Mit dem Mann kann man sogar reden. Für das Interview spricht Abraham Poincheval durch einen schmalen Spalt in der drei Meter grossen Holzreplik des Märtyrerapostels, welcher der Legende nach im 1. Jahrhundert lebendig gehäutet wurde.
Durch die Ritze ist Licht zu sehen. Immerhin sitzt Poincheval nicht im Dunkeln.
Bartholomäus und die Beinfreiheit
«Vielen wäre das zu klaustrophobisch», sagt Poincheval durch den Spalt. «Ich würde mich als klaustrophil bezeichnen. Ich liebe es, mich einzuschliessen.»
Ohne Bewegungsfreiheit, ohne den Wechsel von Tag und Nacht, ohne Gefühl für die vergehende Zeit verbringt er eine Woche in der Nachbildung des Heiligen.
«Zuerst musste ich mich im Heiligen Bartholomäus eingewöhnen», erzählt Poincheval am dritten Tag seiner Isolation im Museum für Kunst und Geschichte in Freiburg. «Aber jetzt beginnt allmählich das Abenteuer.»
Die Zeit vergehe. Er schaue sich in der Skulptur um. «Man lebt von wenig in einer Skulptur», klingt es aus dem Schlitz.
Wasser im Kopf, das Klo zu Füssen
Poincheval hat Erfahrung mit Performances der Enge: Geschlagene 13 Tage hat er im Bauch eines ausgestopften Bären verbracht, ganze acht Tage in einem Felsen. In einer Plexiglasbox hat er mehrere Wochen Eier ausgebrütet, und er hat sich tagelang in einer riesigen Flasche die Rhone hinuntertreiben lassen.
Eine psychedelische Erfahrung? «Ja», sagt der 51-Jährige, der in Marseille lebt. «Gleichzeitig meditativ und psychedelisch. Die Wirkung entsteht durch das Träumen, die Unmöglichkeit, sich zu bewegen und aus der körpereigenen Chemie.»
Abraham Poincheval verlässt die Bartholomäus-Statue nicht. Deren Kopf enthält einen Wassertank, der Boden eine Trockentoilette. Er isst Suppen und Getreideriegel und schläft im Sitzen oder im Stehen. «Nur diese zwei Positionen sind möglich, tief schlafe ich dabei nicht.»
Sich einsperren und ausharren
Doch warum lässt Poincheval sich einsperren? Um nachzudenken über den Körper der Skulptur, sagt er. Sonst sehe man sie ja nur von aussen.

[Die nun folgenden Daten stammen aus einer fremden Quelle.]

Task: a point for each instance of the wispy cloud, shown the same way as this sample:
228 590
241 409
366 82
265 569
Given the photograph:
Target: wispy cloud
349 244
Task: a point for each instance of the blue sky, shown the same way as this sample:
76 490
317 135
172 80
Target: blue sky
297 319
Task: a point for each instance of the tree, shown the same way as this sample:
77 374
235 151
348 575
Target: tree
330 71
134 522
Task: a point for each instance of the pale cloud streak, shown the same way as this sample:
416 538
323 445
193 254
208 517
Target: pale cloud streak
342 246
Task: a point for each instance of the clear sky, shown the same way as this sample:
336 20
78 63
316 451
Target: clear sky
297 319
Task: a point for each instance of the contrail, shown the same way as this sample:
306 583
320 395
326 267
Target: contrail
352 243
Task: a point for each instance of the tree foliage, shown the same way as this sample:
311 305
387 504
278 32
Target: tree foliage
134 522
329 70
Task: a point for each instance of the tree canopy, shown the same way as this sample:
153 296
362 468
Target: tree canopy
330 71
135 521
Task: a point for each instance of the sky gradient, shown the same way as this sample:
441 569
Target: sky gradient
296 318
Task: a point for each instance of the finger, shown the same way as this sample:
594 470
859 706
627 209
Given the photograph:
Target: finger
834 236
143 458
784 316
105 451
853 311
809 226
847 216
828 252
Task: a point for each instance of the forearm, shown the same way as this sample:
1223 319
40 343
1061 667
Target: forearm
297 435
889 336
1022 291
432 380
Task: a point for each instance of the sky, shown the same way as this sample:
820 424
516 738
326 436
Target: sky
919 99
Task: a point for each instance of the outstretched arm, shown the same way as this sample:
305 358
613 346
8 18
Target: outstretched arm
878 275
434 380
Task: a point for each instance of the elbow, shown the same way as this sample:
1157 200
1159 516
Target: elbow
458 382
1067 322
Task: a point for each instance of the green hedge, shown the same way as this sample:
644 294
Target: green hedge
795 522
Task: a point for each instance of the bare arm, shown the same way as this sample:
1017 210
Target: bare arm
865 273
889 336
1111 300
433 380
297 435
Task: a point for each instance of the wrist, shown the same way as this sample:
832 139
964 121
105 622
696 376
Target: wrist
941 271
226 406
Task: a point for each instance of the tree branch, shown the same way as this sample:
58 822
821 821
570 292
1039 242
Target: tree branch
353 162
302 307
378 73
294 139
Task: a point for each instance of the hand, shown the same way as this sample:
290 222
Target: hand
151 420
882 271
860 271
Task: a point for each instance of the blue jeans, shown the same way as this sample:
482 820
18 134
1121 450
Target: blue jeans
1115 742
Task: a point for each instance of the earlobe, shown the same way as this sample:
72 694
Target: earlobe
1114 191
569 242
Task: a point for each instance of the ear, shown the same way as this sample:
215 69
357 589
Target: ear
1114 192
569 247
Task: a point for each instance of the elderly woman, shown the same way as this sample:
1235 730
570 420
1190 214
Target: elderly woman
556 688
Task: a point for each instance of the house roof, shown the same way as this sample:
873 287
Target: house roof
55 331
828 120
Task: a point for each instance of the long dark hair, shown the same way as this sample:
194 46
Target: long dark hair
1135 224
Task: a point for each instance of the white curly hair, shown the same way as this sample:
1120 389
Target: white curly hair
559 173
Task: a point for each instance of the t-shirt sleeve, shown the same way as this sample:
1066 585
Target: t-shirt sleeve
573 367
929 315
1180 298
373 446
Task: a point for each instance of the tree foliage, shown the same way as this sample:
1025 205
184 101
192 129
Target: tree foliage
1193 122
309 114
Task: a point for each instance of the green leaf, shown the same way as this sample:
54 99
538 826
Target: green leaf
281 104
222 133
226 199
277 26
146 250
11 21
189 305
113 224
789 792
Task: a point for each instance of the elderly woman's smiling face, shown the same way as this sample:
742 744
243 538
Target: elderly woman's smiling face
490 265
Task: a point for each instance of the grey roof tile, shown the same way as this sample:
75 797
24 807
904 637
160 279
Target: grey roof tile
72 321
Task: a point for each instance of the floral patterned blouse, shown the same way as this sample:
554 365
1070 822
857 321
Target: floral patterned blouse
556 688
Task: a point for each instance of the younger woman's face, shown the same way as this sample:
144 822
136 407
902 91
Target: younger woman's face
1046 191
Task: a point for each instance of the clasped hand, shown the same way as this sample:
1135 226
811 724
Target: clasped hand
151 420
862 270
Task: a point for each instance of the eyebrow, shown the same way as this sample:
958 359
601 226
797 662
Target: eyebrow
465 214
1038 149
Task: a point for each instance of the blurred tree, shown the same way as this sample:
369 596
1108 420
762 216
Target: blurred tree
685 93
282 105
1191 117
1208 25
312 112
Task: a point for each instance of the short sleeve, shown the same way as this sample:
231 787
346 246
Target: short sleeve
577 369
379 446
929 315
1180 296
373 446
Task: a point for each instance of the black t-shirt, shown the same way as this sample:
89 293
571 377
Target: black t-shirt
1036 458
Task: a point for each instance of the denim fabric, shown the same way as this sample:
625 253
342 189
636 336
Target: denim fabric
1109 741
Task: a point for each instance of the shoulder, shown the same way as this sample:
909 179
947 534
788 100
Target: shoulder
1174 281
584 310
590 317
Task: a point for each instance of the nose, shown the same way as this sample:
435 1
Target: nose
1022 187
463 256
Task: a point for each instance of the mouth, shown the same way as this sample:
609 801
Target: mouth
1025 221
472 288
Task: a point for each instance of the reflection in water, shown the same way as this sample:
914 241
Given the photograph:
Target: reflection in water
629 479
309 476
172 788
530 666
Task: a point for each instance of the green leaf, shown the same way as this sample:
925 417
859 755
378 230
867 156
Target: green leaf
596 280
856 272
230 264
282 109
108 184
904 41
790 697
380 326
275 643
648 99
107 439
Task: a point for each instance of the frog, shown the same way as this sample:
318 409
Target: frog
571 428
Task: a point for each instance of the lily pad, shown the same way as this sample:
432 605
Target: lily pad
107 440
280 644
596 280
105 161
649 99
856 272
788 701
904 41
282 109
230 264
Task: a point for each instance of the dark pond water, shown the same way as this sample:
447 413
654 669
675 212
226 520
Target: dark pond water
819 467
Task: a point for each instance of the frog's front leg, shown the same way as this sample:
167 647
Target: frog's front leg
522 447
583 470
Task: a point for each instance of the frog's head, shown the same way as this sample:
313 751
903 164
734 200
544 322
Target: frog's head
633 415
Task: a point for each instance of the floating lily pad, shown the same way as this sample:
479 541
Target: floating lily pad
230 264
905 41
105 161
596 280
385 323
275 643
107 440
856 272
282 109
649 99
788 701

Er stecke in der Kopie einer Skulptur aus dem 15. Jahrhundert, sagt Poincheval. Da stelle sich die Frage nach der Art und Bedeutung von Körperdarstellungen quer durch die Jahrhunderte. Und schliesslich heisse diese Ausstellung «Der isolierte Körper».
Um freiwillig oder gezwungenermassen eingeschlossene Körper geht es in der Ausstellung in Freiburg, die Ivan Mariano kuratiert hat. Dazu passe Poinchevals Performance. «Der Mensch braucht Momente, in denen er isoliert bleibt, meditative Zeiten. Er braucht aber auch Zeiten mit anderen, mit Freunden, in Gesellschaft.»
Das interaktive Museum
Mariano will mit dieser Aktion auch zeigen, dass im Museum nicht «nur» Gegenstände zu sehen sind, sondern dass man hier mit Kunstschaffenden ins Gespräch kommen könne.
Er ergänzt: «Wir haben in Freiburg eine lange Tradition von Reklusen, von Menschen, die sich im Mittelalter einmauern liessen, um in religiöser Meditation zu versinken.»
Auch daran knüpft Abraham Poinchevals Aufenthalt in der Statue an. Daneben sieht man den Künstler vielfarbig auf einem Bildschirm, aufgenommen mit einer Wärmebildkamera.
Das erinnert an Darstellungen von Avataren aus der virtuellen Welt. Sankt Bartholomäus digital, gewissermassen. Immerhin ohne die Folter, die der Heilige erlitten hat.